In developing their artificial intelligence systems, Google, OpenAI, and other creators installed so-called guardrails that would keep their AIs from disseminating hate speech or disinformation and committing similarly unacceptable acts.
Those guardrails are too weak, according to a new study of ChatGPT published by researchers from IBM, Princeton and Stanford universities, and Virginia Tech.
“Companies try to release AI for good uses and keep its [undesirable or] unlawful uses behind a locked door,” technologist Scott Emmons at the University of California Berkeley told The Wall Street Journal, “but no one knows how to make a lock.”
The study adds fuel to the debate over open-source AI systems versus those that keep their operating structures private.
For example, Meta released an open-source AI earlier this year. That means the system is open to anyone who wants to customize it.
Some criticized Meta for being reckless in releasing a system that could be structured, accidentally or deliberately, to do harm.
In contrast, OpenAI charges fees to businesses and others that want to tweak its ChatGPT AI to perform specific tasks, such as tutoring grade-school students in arithmetic.

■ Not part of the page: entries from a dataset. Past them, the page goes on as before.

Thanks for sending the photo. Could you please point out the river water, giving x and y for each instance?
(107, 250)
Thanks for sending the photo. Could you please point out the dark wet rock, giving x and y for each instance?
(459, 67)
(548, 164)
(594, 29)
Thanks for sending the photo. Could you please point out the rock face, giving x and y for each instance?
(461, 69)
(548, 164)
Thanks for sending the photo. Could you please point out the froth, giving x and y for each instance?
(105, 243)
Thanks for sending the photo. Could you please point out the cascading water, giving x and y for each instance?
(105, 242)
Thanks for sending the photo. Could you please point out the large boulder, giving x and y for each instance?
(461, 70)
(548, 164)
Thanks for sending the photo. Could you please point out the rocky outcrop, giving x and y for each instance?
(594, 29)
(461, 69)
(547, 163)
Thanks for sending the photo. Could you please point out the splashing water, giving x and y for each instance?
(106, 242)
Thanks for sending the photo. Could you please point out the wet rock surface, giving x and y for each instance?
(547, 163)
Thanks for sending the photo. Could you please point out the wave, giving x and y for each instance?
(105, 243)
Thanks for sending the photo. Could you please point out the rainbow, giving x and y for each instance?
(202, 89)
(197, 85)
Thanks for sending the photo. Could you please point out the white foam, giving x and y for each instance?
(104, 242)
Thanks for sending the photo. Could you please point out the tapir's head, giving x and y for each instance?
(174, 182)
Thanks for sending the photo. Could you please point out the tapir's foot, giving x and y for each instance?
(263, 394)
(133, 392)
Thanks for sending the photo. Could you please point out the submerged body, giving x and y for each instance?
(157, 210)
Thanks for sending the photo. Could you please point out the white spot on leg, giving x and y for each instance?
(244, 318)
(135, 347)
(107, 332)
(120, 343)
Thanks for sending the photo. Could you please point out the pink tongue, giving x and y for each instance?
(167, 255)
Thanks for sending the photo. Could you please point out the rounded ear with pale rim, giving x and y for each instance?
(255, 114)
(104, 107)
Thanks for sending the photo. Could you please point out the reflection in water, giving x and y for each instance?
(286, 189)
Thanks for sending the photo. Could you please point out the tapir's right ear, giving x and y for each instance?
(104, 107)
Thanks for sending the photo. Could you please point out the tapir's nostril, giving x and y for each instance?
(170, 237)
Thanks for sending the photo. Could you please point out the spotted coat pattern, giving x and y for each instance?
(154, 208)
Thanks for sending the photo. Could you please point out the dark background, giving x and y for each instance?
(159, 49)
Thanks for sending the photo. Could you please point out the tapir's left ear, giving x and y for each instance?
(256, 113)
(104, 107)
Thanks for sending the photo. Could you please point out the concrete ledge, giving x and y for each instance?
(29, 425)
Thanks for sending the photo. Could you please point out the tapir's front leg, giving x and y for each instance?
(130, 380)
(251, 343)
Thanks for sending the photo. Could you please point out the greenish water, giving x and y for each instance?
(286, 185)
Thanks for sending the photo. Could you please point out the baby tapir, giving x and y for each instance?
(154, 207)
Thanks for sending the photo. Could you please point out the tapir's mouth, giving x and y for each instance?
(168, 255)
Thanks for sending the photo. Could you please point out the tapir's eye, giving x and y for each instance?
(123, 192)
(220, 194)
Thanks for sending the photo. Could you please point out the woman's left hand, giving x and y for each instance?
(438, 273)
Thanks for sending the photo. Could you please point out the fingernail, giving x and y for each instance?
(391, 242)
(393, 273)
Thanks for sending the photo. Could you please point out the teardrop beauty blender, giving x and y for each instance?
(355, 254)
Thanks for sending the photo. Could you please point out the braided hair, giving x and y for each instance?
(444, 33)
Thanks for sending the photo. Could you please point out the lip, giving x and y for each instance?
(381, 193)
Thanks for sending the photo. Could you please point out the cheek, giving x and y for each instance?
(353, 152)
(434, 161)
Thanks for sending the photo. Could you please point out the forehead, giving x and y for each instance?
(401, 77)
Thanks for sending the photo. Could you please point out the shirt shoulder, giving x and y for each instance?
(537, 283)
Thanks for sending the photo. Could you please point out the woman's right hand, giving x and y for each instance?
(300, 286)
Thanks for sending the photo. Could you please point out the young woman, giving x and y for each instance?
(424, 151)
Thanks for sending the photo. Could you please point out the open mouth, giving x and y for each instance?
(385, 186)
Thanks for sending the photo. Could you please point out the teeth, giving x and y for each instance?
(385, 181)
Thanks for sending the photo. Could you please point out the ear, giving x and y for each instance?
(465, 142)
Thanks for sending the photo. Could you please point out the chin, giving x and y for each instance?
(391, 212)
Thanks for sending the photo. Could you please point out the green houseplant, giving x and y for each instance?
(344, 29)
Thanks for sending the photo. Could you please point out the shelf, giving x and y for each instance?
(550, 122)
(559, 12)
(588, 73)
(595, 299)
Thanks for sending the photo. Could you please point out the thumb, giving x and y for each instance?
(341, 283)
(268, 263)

However, the researchers testing the guardrails found that they could use this doorway into ChatGPT to twist it to do almost all of the things it wasn’t supposed to do, such as repeat partisan political attacks or use graphic language related to child abuse.
“When companies allow for fine-tuning and the creation of customized versions, they open a Pandora’s box of new safety problems,” Princeton researcher Xiangyu Qi told the WSJ.

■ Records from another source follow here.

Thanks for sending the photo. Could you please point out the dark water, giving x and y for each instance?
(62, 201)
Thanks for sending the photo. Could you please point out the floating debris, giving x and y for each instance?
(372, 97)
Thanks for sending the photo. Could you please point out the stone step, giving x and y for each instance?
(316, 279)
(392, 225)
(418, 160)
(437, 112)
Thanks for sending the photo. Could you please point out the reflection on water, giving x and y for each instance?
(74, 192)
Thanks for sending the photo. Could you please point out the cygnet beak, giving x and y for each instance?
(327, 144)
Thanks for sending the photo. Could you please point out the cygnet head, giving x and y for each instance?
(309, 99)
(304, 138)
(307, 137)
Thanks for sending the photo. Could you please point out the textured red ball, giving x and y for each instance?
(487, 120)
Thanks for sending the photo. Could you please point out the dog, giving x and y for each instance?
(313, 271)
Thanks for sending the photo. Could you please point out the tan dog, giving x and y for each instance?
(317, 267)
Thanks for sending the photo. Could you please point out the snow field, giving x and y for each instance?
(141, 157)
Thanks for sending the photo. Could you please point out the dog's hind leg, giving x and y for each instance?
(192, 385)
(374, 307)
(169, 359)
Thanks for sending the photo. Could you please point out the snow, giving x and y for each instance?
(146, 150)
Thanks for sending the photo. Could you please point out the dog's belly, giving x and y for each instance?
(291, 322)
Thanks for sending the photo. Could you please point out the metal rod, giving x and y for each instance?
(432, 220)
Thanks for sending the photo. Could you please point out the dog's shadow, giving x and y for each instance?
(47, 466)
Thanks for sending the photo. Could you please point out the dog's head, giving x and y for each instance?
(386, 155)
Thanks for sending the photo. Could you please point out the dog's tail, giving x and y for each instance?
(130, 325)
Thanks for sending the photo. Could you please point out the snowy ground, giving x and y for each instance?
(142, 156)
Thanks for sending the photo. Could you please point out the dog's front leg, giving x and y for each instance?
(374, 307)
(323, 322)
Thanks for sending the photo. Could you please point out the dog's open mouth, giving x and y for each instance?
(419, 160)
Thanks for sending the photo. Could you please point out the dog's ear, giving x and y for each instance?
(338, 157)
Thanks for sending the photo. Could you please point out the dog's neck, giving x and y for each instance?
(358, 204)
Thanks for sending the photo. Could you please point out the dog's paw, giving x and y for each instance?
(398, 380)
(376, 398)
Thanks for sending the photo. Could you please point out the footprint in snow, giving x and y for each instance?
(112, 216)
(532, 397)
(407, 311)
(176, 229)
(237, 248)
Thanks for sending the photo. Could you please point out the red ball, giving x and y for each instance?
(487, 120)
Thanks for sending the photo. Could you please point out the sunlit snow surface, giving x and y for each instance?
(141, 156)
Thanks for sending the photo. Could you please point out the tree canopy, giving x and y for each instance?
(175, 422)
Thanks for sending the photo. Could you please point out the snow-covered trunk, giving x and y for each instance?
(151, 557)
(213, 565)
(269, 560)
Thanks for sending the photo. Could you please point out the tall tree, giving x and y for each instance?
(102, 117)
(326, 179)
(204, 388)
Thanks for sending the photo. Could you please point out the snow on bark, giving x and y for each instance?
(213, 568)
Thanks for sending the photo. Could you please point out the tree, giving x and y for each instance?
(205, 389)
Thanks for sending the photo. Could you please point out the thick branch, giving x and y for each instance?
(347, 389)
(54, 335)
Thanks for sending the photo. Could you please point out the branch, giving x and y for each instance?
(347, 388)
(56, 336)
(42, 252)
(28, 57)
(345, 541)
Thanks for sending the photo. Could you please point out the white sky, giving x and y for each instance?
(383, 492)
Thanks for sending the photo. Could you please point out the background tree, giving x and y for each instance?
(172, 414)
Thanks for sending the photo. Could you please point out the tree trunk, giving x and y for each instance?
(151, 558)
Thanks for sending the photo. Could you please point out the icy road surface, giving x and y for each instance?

OpenAI could protect the guardrails by restricting the data outsiders use to customize the program, the researchers said, but that could mean denying some customers the means to use ChatGPT as they would like.

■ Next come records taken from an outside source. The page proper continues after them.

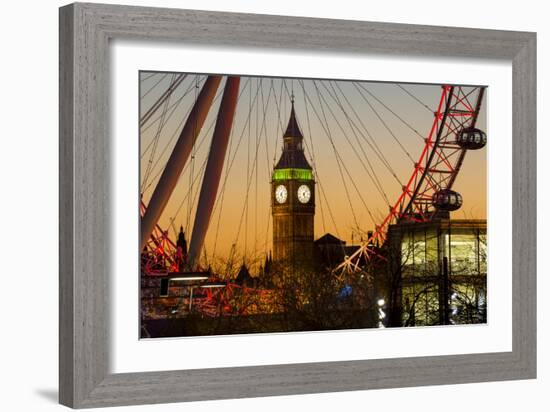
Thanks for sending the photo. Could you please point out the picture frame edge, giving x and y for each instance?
(84, 379)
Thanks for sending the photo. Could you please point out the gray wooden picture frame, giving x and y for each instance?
(85, 31)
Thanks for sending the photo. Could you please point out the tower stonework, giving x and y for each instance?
(293, 203)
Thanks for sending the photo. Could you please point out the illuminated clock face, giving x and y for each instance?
(304, 194)
(280, 194)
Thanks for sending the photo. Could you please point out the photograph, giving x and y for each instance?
(278, 205)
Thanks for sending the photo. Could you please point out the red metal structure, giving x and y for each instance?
(436, 169)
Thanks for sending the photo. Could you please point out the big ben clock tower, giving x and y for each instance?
(293, 202)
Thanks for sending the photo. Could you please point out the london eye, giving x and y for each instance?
(210, 146)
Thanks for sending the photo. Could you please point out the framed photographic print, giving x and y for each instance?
(281, 188)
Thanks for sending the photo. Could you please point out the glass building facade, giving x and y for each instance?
(441, 271)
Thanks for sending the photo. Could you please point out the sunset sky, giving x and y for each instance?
(333, 115)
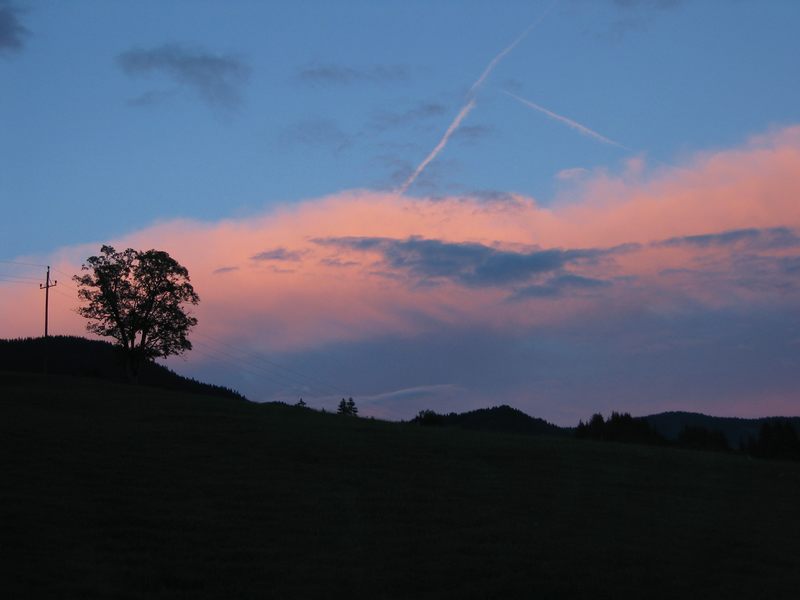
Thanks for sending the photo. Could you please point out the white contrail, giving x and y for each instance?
(471, 103)
(440, 146)
(574, 124)
(490, 67)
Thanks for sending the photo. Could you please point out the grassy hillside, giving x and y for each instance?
(113, 491)
(70, 355)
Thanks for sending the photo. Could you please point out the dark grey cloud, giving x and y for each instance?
(471, 133)
(333, 74)
(763, 239)
(558, 286)
(713, 361)
(468, 264)
(629, 15)
(224, 270)
(12, 32)
(278, 254)
(216, 79)
(151, 98)
(317, 132)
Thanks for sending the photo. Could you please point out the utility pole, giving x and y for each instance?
(46, 287)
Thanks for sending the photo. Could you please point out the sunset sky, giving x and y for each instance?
(569, 207)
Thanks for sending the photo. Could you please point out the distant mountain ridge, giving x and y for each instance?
(670, 425)
(737, 430)
(504, 418)
(78, 356)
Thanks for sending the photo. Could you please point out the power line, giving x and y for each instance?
(15, 276)
(19, 262)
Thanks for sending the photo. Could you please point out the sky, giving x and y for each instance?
(569, 207)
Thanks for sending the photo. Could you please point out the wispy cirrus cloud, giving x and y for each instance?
(468, 264)
(215, 78)
(423, 111)
(341, 75)
(317, 132)
(769, 238)
(12, 32)
(279, 254)
(668, 290)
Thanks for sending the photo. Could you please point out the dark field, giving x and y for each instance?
(114, 491)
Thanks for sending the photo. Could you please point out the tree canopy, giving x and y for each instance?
(137, 298)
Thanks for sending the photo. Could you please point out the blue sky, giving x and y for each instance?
(91, 151)
(264, 144)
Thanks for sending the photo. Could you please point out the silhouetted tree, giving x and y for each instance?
(348, 408)
(137, 298)
(620, 427)
(777, 438)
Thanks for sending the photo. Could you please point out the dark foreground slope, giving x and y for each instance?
(71, 355)
(111, 491)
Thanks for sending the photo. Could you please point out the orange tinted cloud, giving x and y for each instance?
(286, 280)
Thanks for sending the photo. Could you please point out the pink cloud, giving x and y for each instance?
(301, 294)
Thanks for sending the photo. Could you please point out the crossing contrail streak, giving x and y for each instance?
(439, 147)
(493, 63)
(471, 103)
(574, 124)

Before releasing an updated ChatGPT in March, OpenAI turned it over to a group whose mission was to make the AI do things the company didn’t want it to. The group found ways to coax the bot to tell them how to buy illegal firearms online and how to combine common household items to make toxic substances.
As a result, OpenAI broadened and strengthened its guardrails.
This summer, AI engineers at Carnegie Mellon University and the Center for AI Safety showed they could break down those guardrails by attaching long strings of characters to the prompts they used to give the bot a task.
More recently, AIs have learned to recognize and understand photos. A common example is that if an AI is shown a photo of the inside of a refrigerator, it can deliver recipes that can be made from the foods on hand.
Just as quickly, researchers found they could break down guardrails by inserting code messages in an image. For example, developer Riley Goodside at start-up Scale AI slipped a message into what appeared to be an image of nothing but whiteness and, in return, the bot created an advertisement for a cosmetics company.
The same technique could be used to generate something much more dangerous, such as instructions for making a pipe bomb.
“This is a very real concern for the future,” Goodside said to the WSJ. “We don’t know all the ways this can go wrong.”
TRENDPOST: AI is still in its infancy. It will take years, and many instances of blatant abuse, including crimes, before adequate safeguards are figured out and implemented.
Even then, rogue actors will ignore laws and conventions and will continue to use AI for nefarious purposes. This reality is an integral part of the world that AI has created.